Military Satellite Communications (MILSATCOM) refers to satellite communication systems specifically designed, operated, or reserved for national military and government use. MILSATCOM systems incorporate features not available in commercial satellites: jam resistance (frequency hopping, spread spectrum, null steering against jammers), anti-spoofing authentication, protected waveforms, hardened encryption, and sometimes hardening against nuclear electromagnetic pulse (NEMP). They operate under military command and control with independent ground infrastructure.

Major MILSATCOM systems

US WGS (Wideband Global SATCOM): 10 GEO satellites operated by the US Space Force, providing X-band and Ka-band military communications to DoD and allied forces globally. WGS-11 and -12 are planned additions. UK Skynet 5 and 6: British military satellite series operated by Airbus UK under a DFARS-compliant PFI contract; provides UHF, X-band, and Ka-band. France Syracuse 4: Two GEO satellites providing Ka-band and X-band; jointly used with Italy under a Franco-Italian cooperation agreement. NATO: Uses a combination of national MILSATCOM systems and commercial SATCOM leased capacity for alliance-wide connectivity.
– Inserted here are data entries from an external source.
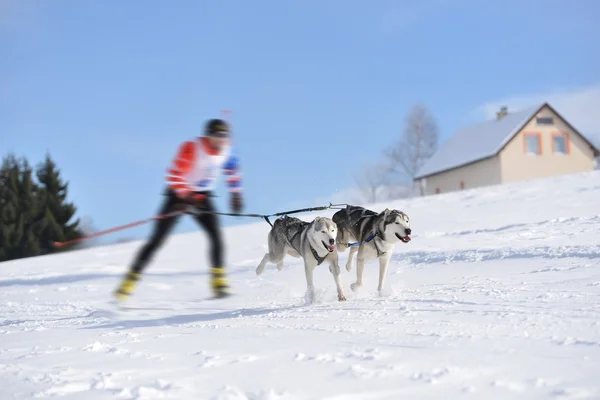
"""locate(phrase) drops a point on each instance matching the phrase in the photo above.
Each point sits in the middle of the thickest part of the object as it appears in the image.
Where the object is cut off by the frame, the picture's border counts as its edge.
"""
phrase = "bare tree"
(419, 141)
(372, 181)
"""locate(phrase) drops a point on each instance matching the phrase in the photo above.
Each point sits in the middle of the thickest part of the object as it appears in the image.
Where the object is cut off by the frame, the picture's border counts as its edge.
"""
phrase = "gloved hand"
(236, 202)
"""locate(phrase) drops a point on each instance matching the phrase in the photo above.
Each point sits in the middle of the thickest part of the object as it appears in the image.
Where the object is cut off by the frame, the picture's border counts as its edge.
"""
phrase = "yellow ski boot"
(219, 285)
(127, 286)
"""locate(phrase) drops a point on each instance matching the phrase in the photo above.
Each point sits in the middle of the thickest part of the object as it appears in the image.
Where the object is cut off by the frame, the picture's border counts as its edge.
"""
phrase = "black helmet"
(216, 127)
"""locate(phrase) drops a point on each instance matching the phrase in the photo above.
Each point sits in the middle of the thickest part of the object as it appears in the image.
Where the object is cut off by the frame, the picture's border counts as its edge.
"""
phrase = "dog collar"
(317, 256)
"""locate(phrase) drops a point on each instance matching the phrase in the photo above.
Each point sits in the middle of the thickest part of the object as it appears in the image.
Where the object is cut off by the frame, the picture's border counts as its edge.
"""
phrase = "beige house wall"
(517, 165)
(482, 173)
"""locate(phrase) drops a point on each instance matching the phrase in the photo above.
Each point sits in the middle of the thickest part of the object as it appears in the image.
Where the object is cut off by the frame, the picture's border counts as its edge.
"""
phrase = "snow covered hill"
(496, 297)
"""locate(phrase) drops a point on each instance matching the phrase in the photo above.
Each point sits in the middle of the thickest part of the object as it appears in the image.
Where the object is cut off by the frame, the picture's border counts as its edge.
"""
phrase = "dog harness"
(197, 166)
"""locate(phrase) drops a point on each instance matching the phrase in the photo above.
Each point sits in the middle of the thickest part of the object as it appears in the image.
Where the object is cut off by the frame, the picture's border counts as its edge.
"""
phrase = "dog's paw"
(355, 286)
COMSATCOM and commercial augmentation

Military organisations supplement dedicated MILSATCOM with commercial satellite capacity (COMSATCOM). The US DoD is consistently one of the largest purchasers of commercial satellite bandwidth globally — leasing Ku and Ka-band transponder capacity for logistics, unmanned aerial vehicle (UAV) control links, and troop communications. Ukraine's use of Starlink during the 2022–2024 conflict demonstrated that commercial LEO mega-constellations can provide battlefield communications at a scale and resilience that complements or temporarily substitutes for dedicated MILSATCOM.